Chayote in a Cinnamon Spiced Tomato Sauce

3 chayote, peeled with a potato peeler and chopped into cubes or
675g/1 1/2 lb peeled and cubed marrow
5 baby courgettes, halved lengthways
salt and pepper

For the tomato sauce:
4 tbsp olive oil
1 large onion, diced
3 garlic cloves, crushed
1 tsp ground cinnamon
1/2 tsp ground cloves
1 tbsp tomato puree
450g/1lb tomatoes, finely diced
handful of raisins
large handful of coriander leaves, chopped
2 jalapeno peppers, chopped

First make the tomato sauce: heat the olive oil in a saucepan and when
hot, fry the onion and garlic gently until soft. Stir the cinnamon and
cloves into the onions, then add the tomato puree, diced tomatoes,
raisins, chopped coriander and chillies together with a little water
to loosen the sauce.
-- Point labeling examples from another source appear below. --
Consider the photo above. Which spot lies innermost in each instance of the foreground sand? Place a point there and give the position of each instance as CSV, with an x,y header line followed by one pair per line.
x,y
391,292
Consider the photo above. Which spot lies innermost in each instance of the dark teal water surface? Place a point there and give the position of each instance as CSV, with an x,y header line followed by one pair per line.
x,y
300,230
Simmer for 10 minutes.

Now prepare the vegetables: parboil the chayote or marrow and the
courgettes in salted boiling water until they start to soften. Drain
and stir them into the sauce. Simmer gently for 15 minutes. Season to
taste.

Serve dish accompanied with sweet potato mashed with olive oil and
chopped fresh thyme and garnish with courgette flowers that have been
gently sautéed in olive oil.


-----------------------------------------------------------

Cueza a la Veracruzana (Chayote Root Veracruz Style)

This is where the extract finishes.